I Graduated Twice In The Middle Of A Pandemic...
As someone who graduated in the middle of the pandemic, there were definitely pros and cons. The pros? My university decided on a no detriment policy. This meant that we couldn’t get a grade lower than what we had already achieved in the previous year. Mind you, my grades for the second year was exactly what I had worked and hoped for. This was the news I never knew I needed to hear. In the third year of my degree when the pandemic hit, I was pretty demotivated, to say the least. The situation was all so odd but so was it for the rest of the world. The no detriment policy definitely helped but what was next? Employment in this economy? What a joke.
The cons of graduating in the middle of a pandemic clearly outweighed the pros. I had no job prospects in sight because almost every sector I knew was firing, not hiring. I was stuck between a hard place and a rock, my visa was about to expire and if I couldn’t find a job that was willing to offer me a Tier 2 Work Visa, I was bound for a flight home. I was determined to stay but the only way I knew how was to do a masters. Honestly, this was never a plan of mine. Growing up, I knew I’d stop at a degree because as much as I wasn’t bad at school, I didn’t necessarily like it enough to continue advancing my education. However, desperate times called for desperate needs and so I enrolled. It would have never happened if not for my parents doting support so I’m thankful that they’re always down for whatever and working hard to provide me with the resources I need.

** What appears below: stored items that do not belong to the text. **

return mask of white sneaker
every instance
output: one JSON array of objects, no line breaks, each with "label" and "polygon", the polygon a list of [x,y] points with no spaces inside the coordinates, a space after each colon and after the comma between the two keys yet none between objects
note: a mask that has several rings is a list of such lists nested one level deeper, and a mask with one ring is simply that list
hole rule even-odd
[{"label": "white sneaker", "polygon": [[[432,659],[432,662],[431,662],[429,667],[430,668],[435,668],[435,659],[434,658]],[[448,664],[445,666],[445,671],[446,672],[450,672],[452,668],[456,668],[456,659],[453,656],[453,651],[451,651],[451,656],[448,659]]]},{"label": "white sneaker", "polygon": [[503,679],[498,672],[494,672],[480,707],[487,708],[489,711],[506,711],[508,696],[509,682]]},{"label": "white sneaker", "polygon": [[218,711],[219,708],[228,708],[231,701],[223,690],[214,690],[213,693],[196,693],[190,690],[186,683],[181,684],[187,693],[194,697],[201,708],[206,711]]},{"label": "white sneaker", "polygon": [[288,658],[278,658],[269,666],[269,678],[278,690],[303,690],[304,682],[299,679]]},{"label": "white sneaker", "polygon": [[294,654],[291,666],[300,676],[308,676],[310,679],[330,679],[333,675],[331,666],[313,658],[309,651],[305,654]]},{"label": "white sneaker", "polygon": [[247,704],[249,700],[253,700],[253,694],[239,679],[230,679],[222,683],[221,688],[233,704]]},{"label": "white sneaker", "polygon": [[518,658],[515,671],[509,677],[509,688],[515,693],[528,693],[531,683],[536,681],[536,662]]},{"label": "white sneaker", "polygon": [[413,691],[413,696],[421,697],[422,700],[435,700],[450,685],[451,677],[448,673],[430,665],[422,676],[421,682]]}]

After completing my BA in Journalism & Public Relations at UWE Bristol, I got accepted to do an MSc in Gender & International Relations at the University of Bristol. I didn’t have to move and I wasn’t planning to anyway. Felix was still finishing the final year of his degree and I guess one of the reasons why I did a masters was to buy time so that we could be together. It is now almost 2 years from my first “graduation” and I have just handed in my master’s dissertation. I am officially done with university and I can confirm I will not be doing a PhD if the pandemic worsens. I don’t think I could live with myself, spending all that time and money on something I’m not even passionate about pursuing. It has been a long ride and to be honest, I did not have much of a pleasant experience in university. One was cut short and another was completely online, there’s no redoing the supposed “best years of my life” but I guess it may very well be yet to come. Onwards and upwards from here!